Un estruendo la sacudió, el olor a polvo y a ganado asustado llenó sus pulmones. Abrió los ojos de golpe, no estaba en el fondo de un pozo apestoso, estaba de pie, con el lazo en la mano, en medio de su rancho. El sol quemaba su piel, la misma piel que recordaba haber visto desgarrada y purulenta.
Frente a ella, una estampida de toros bravos se dirigía directamente hacia el grupo de invitados de la familia Del Valle, la misma escena, el mismo momento. La misma oportunidad de ser una heroína.
En su vida pasada, no lo dudó ni un segundo, arriesgó su vida, domó a la bestia líder y desvió la estampida, salvando a todos. El patriarca de los Del Valle, en un gesto de inmensa gratitud, le ofreció la mano de su hija, Sofía, en matrimonio con su hijo, Rodrigo.
Elvira había aceptado, cegada por la belleza de Sofía, a quien amó desde el primer instante en que la vio.
Qué gran error.
La noche de bodas, la dulce y delicada Sofía la drogó, la secuestró y la arrastró hasta un pozo abandonado. La arrojó dentro sin piedad, a un nido de alacranes.

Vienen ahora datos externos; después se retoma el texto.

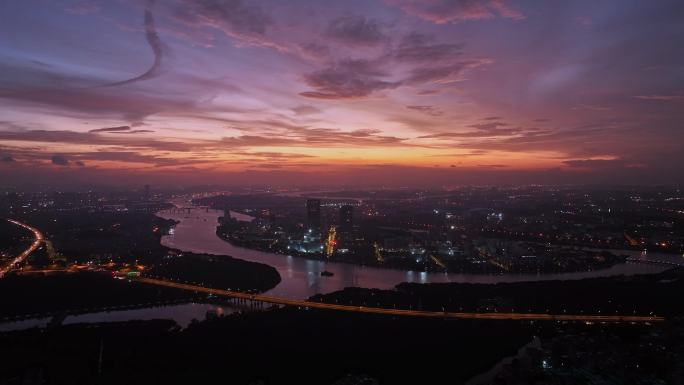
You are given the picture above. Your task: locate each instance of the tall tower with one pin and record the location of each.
(346, 218)
(313, 215)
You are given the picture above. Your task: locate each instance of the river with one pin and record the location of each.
(196, 232)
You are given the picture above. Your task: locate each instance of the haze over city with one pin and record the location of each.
(360, 192)
(396, 92)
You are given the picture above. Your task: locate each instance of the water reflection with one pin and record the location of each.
(301, 277)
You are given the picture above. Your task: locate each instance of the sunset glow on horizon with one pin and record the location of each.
(401, 92)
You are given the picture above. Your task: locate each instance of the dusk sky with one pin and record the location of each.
(396, 92)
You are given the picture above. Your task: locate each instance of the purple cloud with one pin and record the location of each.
(454, 11)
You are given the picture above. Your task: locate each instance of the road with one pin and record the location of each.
(21, 257)
(400, 312)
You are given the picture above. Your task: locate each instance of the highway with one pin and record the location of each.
(21, 257)
(400, 312)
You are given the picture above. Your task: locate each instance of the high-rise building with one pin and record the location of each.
(313, 215)
(346, 218)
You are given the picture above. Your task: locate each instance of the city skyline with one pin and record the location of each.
(396, 92)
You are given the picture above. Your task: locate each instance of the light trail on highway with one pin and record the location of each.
(402, 312)
(21, 257)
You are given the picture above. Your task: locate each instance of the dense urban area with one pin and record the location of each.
(101, 252)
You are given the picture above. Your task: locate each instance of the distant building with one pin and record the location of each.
(346, 218)
(313, 215)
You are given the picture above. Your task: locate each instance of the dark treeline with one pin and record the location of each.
(286, 346)
(641, 295)
(76, 292)
(220, 272)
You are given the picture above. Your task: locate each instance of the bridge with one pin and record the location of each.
(258, 298)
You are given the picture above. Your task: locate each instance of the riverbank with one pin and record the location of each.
(301, 278)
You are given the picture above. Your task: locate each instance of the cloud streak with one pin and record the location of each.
(156, 45)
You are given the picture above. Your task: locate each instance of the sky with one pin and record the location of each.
(353, 93)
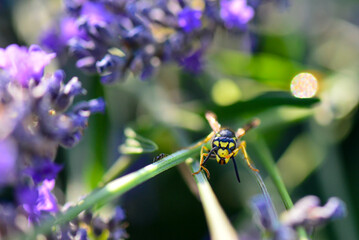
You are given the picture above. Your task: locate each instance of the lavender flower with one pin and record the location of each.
(189, 19)
(117, 37)
(306, 213)
(113, 228)
(236, 13)
(35, 119)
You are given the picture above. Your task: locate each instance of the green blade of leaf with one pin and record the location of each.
(219, 225)
(136, 144)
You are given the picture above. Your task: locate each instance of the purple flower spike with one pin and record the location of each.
(8, 155)
(96, 13)
(236, 13)
(22, 64)
(46, 201)
(307, 212)
(189, 19)
(261, 212)
(194, 62)
(43, 169)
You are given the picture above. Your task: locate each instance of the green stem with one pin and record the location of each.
(114, 189)
(269, 164)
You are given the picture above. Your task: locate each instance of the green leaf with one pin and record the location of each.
(136, 144)
(262, 102)
(218, 223)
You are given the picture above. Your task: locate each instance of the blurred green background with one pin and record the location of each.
(315, 144)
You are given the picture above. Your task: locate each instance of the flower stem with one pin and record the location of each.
(269, 164)
(219, 225)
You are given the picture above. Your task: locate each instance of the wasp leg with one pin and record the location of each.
(203, 161)
(242, 147)
(236, 169)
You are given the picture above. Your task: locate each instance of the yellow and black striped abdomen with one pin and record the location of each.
(224, 146)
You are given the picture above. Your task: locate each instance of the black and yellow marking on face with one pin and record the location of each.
(224, 146)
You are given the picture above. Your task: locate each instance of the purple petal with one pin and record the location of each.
(8, 157)
(22, 64)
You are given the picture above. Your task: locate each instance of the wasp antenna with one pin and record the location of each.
(242, 131)
(236, 169)
(212, 120)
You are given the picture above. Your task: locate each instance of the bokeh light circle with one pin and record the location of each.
(304, 85)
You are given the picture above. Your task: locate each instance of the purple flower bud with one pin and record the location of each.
(96, 13)
(189, 19)
(43, 169)
(22, 64)
(46, 201)
(235, 13)
(193, 62)
(262, 213)
(307, 212)
(8, 155)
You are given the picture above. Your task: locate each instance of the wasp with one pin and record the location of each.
(225, 144)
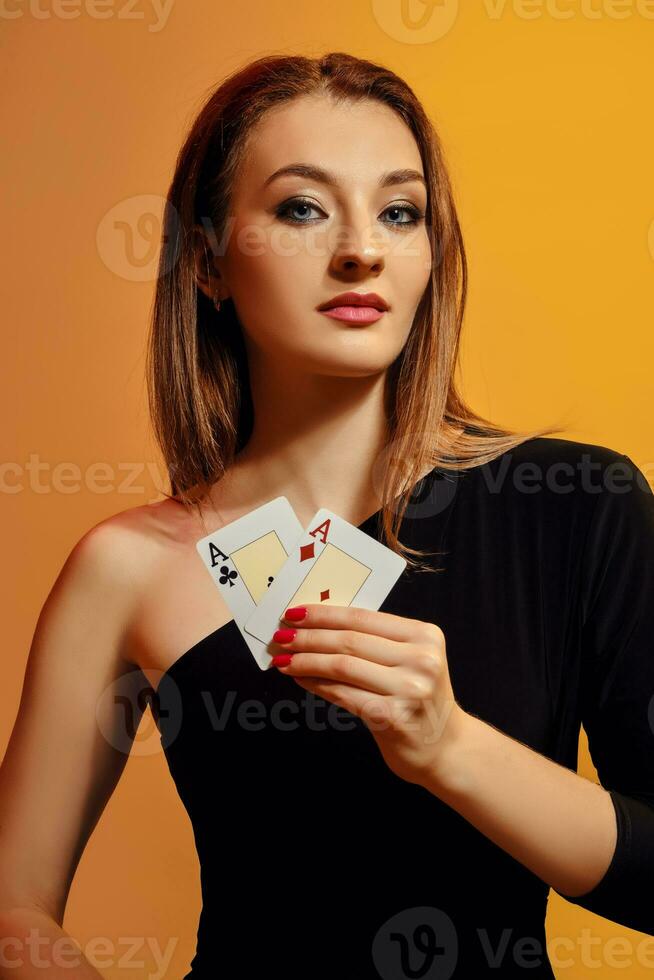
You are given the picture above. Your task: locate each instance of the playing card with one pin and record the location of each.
(333, 562)
(243, 558)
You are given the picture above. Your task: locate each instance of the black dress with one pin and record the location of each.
(316, 860)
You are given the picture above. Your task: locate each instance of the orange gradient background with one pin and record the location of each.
(545, 114)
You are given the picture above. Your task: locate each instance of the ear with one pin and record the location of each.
(207, 274)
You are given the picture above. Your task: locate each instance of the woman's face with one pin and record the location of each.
(297, 241)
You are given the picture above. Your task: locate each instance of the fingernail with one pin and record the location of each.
(295, 612)
(283, 636)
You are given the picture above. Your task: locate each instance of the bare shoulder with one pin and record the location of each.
(114, 564)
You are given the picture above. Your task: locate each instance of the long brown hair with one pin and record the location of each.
(197, 372)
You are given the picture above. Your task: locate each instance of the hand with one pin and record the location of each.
(389, 671)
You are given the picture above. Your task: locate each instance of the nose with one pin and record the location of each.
(358, 246)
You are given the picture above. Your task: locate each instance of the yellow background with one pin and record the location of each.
(545, 114)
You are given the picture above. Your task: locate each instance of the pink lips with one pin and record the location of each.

"Si no te hubieras metido, mi querido Alejandro habría demostrado su valentía ante todos y me habría llevado al altar", gritó Sofía desde arriba, su voz distorsionada por el odio.

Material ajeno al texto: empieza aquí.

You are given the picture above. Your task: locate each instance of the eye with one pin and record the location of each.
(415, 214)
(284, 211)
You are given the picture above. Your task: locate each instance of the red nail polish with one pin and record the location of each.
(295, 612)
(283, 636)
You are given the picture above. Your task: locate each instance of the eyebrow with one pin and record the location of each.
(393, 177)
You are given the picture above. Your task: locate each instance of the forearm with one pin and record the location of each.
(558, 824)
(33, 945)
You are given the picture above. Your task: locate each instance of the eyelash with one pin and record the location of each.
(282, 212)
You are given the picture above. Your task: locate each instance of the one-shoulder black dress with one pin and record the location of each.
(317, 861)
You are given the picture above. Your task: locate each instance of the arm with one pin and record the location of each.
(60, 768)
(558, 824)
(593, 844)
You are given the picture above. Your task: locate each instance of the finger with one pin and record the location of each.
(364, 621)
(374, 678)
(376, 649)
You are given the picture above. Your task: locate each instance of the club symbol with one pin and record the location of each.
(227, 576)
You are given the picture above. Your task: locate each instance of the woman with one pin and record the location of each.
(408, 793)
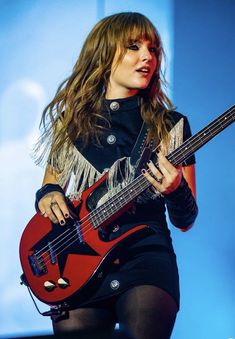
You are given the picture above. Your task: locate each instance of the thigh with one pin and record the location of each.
(96, 322)
(146, 312)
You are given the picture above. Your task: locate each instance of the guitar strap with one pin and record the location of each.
(142, 150)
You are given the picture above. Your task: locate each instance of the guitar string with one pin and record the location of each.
(92, 214)
(187, 141)
(83, 226)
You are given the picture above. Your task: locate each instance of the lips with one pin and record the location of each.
(145, 70)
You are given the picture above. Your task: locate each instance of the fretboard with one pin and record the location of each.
(140, 184)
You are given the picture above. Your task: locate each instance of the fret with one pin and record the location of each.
(140, 184)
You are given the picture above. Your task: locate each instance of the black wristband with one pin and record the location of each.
(179, 192)
(45, 190)
(181, 206)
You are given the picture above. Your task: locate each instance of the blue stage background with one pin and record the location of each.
(40, 42)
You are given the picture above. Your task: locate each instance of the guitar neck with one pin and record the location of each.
(192, 144)
(140, 184)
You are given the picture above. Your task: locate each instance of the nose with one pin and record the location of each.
(146, 55)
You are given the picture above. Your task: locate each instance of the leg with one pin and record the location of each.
(146, 312)
(89, 323)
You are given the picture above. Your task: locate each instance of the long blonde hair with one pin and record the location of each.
(76, 110)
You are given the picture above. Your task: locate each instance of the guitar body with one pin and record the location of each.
(60, 262)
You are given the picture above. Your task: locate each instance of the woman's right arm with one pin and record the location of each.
(50, 199)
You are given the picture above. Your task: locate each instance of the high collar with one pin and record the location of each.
(121, 105)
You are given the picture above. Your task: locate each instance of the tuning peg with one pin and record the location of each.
(63, 282)
(49, 285)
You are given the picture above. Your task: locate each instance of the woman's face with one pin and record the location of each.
(134, 71)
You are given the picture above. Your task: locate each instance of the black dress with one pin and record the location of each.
(150, 260)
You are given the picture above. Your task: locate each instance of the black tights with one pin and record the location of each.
(143, 312)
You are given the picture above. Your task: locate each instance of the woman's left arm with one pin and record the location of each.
(178, 187)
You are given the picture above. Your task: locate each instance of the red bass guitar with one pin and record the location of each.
(61, 262)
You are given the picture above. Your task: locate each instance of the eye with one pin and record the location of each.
(153, 49)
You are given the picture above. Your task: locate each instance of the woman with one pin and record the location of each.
(93, 125)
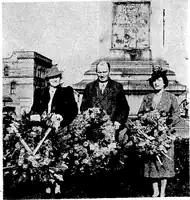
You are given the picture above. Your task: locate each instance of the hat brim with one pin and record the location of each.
(156, 75)
(54, 74)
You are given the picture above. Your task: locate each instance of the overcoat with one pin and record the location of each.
(113, 100)
(63, 103)
(169, 104)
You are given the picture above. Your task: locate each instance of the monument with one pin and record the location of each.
(130, 54)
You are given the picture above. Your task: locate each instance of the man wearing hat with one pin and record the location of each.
(55, 99)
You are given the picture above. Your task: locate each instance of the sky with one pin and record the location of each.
(59, 31)
(66, 32)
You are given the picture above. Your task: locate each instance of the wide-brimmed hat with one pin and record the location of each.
(53, 72)
(158, 72)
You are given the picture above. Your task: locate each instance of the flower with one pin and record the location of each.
(150, 134)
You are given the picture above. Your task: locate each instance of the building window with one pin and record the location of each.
(6, 71)
(13, 87)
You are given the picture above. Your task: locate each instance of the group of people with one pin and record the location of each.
(109, 95)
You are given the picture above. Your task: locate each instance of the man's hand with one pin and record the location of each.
(117, 125)
(35, 118)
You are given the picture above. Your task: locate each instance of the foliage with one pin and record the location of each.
(42, 151)
(151, 135)
(26, 158)
(91, 147)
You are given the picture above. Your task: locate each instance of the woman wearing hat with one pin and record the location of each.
(162, 101)
(55, 99)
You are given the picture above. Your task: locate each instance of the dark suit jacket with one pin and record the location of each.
(63, 103)
(113, 100)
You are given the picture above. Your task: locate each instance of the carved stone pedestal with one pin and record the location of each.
(134, 77)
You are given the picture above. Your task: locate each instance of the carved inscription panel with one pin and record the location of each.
(130, 26)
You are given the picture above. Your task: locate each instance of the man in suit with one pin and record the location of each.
(55, 99)
(107, 94)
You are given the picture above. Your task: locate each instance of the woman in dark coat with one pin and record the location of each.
(162, 101)
(55, 99)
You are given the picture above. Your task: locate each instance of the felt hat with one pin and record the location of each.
(158, 72)
(53, 72)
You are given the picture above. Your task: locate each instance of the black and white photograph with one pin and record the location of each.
(95, 99)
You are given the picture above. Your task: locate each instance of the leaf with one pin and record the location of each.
(59, 177)
(167, 145)
(57, 189)
(65, 155)
(48, 190)
(141, 144)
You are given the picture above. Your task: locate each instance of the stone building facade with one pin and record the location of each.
(23, 72)
(131, 50)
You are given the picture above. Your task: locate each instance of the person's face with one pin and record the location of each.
(54, 81)
(103, 72)
(158, 83)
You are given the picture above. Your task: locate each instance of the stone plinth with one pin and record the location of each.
(134, 77)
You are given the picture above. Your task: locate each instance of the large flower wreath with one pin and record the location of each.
(31, 152)
(91, 146)
(151, 135)
(44, 152)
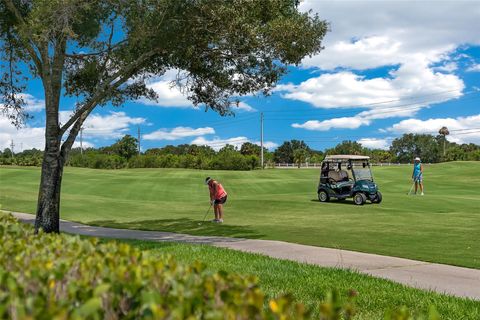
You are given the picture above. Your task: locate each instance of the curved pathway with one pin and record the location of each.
(458, 281)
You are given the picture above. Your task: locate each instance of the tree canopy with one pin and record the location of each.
(107, 51)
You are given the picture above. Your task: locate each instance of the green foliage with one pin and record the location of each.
(410, 146)
(59, 276)
(285, 152)
(346, 147)
(52, 276)
(300, 156)
(126, 147)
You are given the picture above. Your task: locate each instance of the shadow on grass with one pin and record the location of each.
(346, 201)
(183, 225)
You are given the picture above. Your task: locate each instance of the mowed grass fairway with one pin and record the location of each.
(443, 226)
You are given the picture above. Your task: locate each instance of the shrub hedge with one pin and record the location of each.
(51, 276)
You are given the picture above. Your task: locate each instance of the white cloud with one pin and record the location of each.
(85, 144)
(411, 87)
(23, 138)
(114, 125)
(32, 104)
(347, 89)
(369, 34)
(218, 143)
(414, 39)
(447, 67)
(242, 106)
(374, 143)
(342, 123)
(168, 95)
(474, 68)
(462, 129)
(178, 133)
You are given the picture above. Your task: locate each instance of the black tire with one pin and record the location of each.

"¡Y como insististe en casarte con Rodrigo, Alejandro se arrojó al barranco! ¡Quiero que lo acompañes en la muerte!"
Elvira intentó explicar, le gritó que había visto a Alejandro, que él no había saltado para morir, que llevaba un paracaídas escondido y escapó. Pero Sofía no escuchó, su risa cruel resonó en el pozo mientras los alacranes comenzaban a subir por sus piernas.
Tres días y tres noches de tortura. Sintió cada picadura, cada gramo de su piel siendo devorado, sus entrañas convertidas en un nido de veneno. La gente del rancho, la misma que había salvado, se asomaba para ver el espectáculo, riendo de su agonía.
Al despertar, de vuelta en el instante preciso de la estampida, Elvira sintió una calma helada recorrer sus venas, su corazón, antes lleno de buena voluntad, ahora era una piedra. Esta vez, no movería un solo dedo.
Si su bondad se pagaba con una muerte tan horrible, que se las arreglaran solos.
Se quedó quieta, observando la escena como si fuera una película lejana, su rostro inexpresivo. Los gritos de pánico de los nobles la dejaban indiferente.
"¡Sálvenos!", gritaba una mujer con un vestido caro.
"¡Hagan algo!", suplicaba un hombre gordo y sudoroso.
Elvira simplemente observó, esperando el inevitable desenlace. Dejaría que la naturaleza siguiera su curso.